Advanced Features
FormulaCompiler.jl provides sophisticated features for advanced statistical computing scenarios.
Memory-Efficient Override System
The override system allows you to create "what-if" scenarios without duplicating data in memory.
OverrideVector
The foundation of the scenario system is OverrideVector, which provides a memory-efficient constant vector:
using FormulaCompiler
# Traditional approach: allocates 8MB for 1M rows
traditional = fill(42.0, 1_000_000)
# FormulaCompiler: allocates ~32 bytes
efficient = OverrideVector(42.0, 1_000_000)

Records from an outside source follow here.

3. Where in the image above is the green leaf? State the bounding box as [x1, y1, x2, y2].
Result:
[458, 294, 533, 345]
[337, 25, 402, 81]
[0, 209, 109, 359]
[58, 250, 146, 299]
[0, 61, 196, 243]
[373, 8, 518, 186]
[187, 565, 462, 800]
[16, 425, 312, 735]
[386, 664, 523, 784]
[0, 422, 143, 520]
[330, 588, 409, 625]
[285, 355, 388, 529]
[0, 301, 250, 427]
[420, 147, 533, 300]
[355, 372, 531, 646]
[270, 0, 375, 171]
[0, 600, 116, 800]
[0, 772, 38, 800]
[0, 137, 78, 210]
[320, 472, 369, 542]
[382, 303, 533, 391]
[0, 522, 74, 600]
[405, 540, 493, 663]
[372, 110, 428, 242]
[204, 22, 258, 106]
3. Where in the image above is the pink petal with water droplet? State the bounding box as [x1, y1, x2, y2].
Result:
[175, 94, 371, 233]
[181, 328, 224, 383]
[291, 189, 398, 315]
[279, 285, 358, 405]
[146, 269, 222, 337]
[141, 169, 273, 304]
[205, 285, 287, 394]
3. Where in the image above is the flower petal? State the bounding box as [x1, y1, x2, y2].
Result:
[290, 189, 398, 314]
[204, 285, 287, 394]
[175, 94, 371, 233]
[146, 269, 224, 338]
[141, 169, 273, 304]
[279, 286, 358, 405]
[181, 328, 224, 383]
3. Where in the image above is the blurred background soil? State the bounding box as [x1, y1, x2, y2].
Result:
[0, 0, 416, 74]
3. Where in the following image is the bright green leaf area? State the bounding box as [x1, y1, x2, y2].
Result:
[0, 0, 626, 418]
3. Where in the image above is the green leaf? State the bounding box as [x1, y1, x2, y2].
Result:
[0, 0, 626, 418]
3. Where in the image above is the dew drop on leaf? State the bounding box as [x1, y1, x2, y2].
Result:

# Both provide identical interface
traditional[500_000] == efficient[500_000] # true
length(efficient) == 1_000_000 # true
# But massive memory savings
sizeof(traditional) ÷ sizeof(efficient) # ~250,000x smaller!Data Scenarios
Create scenarios with variable overrides:
using DataFrames, Tables
df = DataFrame(
x = randn(1000),
y = randn(1000),
treatment = rand(Bool, 1000),
group = rand(["A", "B", "C"], 1000)
)
data = Tables.columntable(df)
# Create baseline scenario
baseline = create_scenario("baseline", data)
# Create treatment scenarios
treatment_on = create_scenario("treatment_on", data;
treatment = true,
dose = 100.0 # Add new variable
)
treatment_off = create_scenario("treatment_off", data;
treatment = false,
dose = 0.0
)
# Policy scenarios
policy_scenario = create_scenario("policy", data;
x = mean(df.x), # Set to population mean
group = "A", # Override categorical
regulatory_flag = true # Add policy variable
)Scenario Evaluation
Use scenarios with compiled formulas:
model = lm(@formula(y ~ x * treatment + group), df)
compiled = compile_formula(model, data) # Compile with original data
row_vec = Vector{Float64}(undef, length(compiled))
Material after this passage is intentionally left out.